Here is an exploratory visualization of the data set and a bar chart showing the distribution of sign types
The code for this step is contained in the 20th code cell of the IPython notebook.
As a first step, I decided to convert the images to greyscale because this would speed up training time without decreasing prediction quality.
Here is an example of a traffic sign image after greyscaling.
As a last step, I normalized the image.

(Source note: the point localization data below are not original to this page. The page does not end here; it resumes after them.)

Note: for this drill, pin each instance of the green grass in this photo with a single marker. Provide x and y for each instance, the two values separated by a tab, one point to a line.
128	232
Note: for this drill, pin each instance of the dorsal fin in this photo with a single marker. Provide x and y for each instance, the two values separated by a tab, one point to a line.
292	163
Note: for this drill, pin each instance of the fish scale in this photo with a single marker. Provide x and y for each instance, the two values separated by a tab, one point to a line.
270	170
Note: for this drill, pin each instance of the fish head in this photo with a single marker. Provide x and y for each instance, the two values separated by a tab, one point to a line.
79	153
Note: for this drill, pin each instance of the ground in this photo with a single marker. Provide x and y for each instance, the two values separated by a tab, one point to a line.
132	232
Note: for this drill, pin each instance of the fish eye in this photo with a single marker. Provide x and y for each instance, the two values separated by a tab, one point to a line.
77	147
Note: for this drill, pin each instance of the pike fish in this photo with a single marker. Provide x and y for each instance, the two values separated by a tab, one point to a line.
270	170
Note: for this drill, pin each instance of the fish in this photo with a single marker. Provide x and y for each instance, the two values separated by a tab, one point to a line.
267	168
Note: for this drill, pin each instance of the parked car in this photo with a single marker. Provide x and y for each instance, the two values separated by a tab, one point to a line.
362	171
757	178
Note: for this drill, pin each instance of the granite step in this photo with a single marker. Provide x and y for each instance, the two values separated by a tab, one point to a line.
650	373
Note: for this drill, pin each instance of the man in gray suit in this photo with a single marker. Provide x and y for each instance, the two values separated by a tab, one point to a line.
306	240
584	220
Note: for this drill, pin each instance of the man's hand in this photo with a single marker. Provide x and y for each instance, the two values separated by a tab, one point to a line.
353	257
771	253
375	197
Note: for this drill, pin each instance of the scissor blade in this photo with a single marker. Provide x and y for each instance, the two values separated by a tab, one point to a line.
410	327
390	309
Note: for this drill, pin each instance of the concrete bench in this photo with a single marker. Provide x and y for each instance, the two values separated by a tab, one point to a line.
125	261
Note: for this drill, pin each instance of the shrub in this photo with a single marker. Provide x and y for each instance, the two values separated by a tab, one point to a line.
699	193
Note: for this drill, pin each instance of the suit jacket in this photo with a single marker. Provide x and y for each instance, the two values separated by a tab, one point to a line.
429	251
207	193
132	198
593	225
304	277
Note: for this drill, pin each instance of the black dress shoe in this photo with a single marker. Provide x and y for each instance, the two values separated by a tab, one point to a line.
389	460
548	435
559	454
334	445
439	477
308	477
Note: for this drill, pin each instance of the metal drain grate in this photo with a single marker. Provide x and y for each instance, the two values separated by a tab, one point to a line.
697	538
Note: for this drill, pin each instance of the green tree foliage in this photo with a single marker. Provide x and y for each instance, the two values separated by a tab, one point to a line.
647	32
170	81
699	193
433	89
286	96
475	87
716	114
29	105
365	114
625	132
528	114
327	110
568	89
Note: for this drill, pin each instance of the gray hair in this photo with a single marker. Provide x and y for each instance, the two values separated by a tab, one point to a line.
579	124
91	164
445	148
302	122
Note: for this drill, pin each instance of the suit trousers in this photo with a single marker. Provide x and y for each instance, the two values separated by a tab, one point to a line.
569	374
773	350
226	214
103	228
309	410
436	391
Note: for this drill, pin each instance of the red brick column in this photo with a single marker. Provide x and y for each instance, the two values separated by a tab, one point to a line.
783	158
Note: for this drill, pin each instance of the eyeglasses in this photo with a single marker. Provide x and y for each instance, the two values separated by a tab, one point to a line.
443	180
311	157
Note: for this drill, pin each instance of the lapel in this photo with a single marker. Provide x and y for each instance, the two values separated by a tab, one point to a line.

So that all values are between 0. and 1.
I used the training, validation and test data as it was provided.
- The size of training set is 34799
- The size of validation set is 4410
- The size of test set is 12630
to increase the number of training data and to balance out the vastly uneven distribution of sign types in the training data, I generated additional data from the existent images.
I generated new data (especially for the signs with low occurance) by
- rotation by -1, -2, 1, and 2 degrees around the center of the images
- zoom in by 5% and 10%
The data augmentation is realized in the 11th code cell of the IPython notebook.
This step increased the size of the training set from 34799 to 302864 (â‰lmost 10x!) images and balanced out the distribution of different sign type quite good
The images in the validation set and test set remained unchanged.
The code for my final model is located in the 24th cell of the ipython notebook.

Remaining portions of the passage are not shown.